Does ‘Stars Earn Stripes’ glorify war?
Here’s what I learned watching TV this month: Todd Palin can speak, and he’s an excellent shot, presumably from killing so many moose over the years. On the NBC reality contest “Stars Earn Stripes,” he quickly earns the nickname “Rambo.”
“Next time I go to war,” one actual military operative says admiringly, “I want Todd Palin on my side.”
So it goes on this controversial series, which pairs minor celebrities with the likes of Navy SEALS and Delta Force operators, and sends them on “missions” that simulate actual combat. It’s essentially a live-action video game — structured, as these thing go, a lot like “Dancing With the Stars.” And a group of Nobel Peace Prize laureates, led by Bishop Desmond Tutu, has asked NBC to take the show off the air, because it “expands on an inglorious tradition of glorifying war and armed violence.”

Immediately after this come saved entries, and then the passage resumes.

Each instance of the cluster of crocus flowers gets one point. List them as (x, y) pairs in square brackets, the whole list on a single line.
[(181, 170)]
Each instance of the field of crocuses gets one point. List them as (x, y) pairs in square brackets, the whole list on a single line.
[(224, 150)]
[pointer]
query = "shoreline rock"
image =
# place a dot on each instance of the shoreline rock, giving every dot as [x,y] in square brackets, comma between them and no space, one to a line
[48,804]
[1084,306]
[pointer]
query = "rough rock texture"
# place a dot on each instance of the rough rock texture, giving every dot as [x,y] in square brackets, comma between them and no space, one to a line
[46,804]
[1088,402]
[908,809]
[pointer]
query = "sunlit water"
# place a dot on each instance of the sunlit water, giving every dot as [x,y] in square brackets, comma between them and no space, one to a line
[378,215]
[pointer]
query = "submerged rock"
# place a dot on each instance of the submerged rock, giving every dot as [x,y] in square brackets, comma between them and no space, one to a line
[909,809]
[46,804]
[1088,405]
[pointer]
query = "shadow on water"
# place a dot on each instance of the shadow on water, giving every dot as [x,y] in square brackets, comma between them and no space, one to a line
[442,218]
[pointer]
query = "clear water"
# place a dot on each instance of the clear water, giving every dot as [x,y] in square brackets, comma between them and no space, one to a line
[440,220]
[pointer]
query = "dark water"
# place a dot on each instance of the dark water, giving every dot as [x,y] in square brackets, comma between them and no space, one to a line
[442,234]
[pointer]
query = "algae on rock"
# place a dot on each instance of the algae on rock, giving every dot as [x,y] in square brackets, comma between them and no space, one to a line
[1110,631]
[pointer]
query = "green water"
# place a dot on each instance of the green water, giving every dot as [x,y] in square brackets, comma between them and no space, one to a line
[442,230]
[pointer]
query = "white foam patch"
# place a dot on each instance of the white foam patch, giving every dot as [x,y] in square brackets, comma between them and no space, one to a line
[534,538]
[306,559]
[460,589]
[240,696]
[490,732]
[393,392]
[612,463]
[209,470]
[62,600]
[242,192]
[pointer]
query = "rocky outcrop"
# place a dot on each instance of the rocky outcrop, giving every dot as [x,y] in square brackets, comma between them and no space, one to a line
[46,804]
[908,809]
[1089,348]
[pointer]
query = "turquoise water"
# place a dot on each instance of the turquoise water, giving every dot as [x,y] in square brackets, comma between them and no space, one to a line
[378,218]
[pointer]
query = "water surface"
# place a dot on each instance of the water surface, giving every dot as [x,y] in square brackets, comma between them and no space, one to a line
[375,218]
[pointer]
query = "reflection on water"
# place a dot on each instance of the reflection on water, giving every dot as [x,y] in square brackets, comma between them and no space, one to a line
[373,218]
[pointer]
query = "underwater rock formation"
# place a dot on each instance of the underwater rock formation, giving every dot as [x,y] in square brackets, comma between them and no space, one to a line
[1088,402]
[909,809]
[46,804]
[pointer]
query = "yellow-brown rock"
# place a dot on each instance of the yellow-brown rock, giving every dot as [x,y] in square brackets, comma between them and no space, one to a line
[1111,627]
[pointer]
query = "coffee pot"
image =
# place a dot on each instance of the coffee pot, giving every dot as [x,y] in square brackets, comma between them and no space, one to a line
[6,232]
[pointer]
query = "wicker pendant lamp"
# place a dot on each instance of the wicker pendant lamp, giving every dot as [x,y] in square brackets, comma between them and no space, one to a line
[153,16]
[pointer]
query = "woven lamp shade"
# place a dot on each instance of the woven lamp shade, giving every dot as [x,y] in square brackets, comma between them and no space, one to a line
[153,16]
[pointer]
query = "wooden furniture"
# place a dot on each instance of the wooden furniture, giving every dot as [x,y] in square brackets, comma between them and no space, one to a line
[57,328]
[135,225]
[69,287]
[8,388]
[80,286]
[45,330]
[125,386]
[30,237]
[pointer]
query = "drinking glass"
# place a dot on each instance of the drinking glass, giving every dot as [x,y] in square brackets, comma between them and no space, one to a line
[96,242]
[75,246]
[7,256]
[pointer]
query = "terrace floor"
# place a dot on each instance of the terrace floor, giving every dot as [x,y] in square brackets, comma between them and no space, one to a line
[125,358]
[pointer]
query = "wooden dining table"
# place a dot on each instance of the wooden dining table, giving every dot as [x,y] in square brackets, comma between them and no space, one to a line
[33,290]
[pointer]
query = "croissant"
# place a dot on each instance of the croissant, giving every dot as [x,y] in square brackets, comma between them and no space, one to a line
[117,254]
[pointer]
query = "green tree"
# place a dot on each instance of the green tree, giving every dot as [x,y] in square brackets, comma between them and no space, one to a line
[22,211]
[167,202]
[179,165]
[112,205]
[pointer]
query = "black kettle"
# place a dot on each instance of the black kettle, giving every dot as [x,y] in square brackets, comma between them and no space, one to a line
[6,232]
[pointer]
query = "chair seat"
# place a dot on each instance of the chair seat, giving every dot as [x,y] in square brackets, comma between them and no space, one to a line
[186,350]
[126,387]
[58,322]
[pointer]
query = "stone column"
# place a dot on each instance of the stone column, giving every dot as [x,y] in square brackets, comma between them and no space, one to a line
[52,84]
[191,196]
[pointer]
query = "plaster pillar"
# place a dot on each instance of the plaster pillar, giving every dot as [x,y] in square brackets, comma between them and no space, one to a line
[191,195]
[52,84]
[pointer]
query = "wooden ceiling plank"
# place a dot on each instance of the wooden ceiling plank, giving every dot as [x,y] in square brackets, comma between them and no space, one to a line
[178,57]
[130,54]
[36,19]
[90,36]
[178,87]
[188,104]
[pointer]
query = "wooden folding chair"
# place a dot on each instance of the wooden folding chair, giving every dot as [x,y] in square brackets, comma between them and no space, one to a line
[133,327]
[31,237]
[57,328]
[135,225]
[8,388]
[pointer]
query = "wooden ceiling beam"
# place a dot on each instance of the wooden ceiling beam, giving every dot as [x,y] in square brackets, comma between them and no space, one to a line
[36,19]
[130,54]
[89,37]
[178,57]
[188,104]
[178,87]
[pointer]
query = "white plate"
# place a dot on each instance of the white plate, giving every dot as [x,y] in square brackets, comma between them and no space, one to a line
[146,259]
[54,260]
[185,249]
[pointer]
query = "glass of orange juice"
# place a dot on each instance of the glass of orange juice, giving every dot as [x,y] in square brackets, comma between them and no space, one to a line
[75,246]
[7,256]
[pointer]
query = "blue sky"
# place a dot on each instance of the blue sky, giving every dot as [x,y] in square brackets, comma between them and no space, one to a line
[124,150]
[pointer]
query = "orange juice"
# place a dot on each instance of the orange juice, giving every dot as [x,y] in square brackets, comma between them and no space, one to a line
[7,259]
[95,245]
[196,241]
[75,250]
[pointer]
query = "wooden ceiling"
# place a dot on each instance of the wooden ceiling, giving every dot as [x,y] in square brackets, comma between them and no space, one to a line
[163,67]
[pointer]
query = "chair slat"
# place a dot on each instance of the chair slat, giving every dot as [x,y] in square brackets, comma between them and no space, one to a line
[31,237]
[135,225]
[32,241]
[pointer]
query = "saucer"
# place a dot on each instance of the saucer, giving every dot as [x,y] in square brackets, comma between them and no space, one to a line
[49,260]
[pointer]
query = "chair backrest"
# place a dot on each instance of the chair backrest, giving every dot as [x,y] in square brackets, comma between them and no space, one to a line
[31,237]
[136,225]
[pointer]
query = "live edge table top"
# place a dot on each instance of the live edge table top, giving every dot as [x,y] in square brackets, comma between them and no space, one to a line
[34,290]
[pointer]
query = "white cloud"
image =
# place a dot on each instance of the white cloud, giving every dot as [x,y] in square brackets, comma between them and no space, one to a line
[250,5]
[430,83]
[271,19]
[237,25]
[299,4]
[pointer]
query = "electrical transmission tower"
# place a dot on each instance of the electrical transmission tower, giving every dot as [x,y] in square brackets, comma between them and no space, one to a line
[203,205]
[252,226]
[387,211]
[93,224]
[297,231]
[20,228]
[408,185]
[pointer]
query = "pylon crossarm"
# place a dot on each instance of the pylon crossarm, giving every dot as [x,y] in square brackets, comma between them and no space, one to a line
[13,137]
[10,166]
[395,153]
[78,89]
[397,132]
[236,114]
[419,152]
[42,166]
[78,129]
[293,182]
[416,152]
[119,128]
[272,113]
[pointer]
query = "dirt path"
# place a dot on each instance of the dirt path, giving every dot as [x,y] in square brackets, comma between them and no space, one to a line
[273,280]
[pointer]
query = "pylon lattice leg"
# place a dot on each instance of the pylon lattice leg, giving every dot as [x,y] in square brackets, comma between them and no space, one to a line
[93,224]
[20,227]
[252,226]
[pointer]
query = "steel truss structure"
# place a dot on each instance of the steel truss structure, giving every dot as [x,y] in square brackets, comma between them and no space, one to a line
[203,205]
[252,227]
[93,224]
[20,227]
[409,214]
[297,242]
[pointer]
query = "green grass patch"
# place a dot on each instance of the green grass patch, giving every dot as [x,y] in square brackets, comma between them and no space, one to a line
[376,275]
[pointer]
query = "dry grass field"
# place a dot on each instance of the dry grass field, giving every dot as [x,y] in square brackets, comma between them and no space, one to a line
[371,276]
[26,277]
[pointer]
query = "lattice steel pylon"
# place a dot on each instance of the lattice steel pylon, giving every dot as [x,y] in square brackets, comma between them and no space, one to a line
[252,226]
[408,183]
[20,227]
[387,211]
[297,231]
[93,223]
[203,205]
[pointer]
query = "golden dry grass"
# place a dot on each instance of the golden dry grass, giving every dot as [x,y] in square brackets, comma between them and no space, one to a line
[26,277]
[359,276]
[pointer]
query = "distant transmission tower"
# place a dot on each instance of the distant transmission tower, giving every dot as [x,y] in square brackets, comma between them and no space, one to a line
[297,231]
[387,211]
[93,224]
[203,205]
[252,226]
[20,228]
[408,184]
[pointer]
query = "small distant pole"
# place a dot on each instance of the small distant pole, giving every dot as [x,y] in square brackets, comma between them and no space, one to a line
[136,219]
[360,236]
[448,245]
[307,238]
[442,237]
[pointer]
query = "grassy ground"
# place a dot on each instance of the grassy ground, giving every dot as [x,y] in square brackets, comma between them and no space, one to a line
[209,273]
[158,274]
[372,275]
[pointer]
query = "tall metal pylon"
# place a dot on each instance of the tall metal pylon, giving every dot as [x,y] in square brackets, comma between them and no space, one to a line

Given how much war permeates American entertainment, those complaints feel a little overwrought. Two years ago, the video game company Activision put out a live-action ad for “Call of Duty: Black Ops.” It showed a range of non-soldiers — a young woman, a middle-aged hotel concierge, Kobe Bryant, Jimmy Kimmel — running through a war-ravaged arena, shooting and throwing grenades. The tagline was, “There’s a soldier in all of us.”
The question is how we honor that soldier — and whether living through combat vicariously is an act of respect or delusion.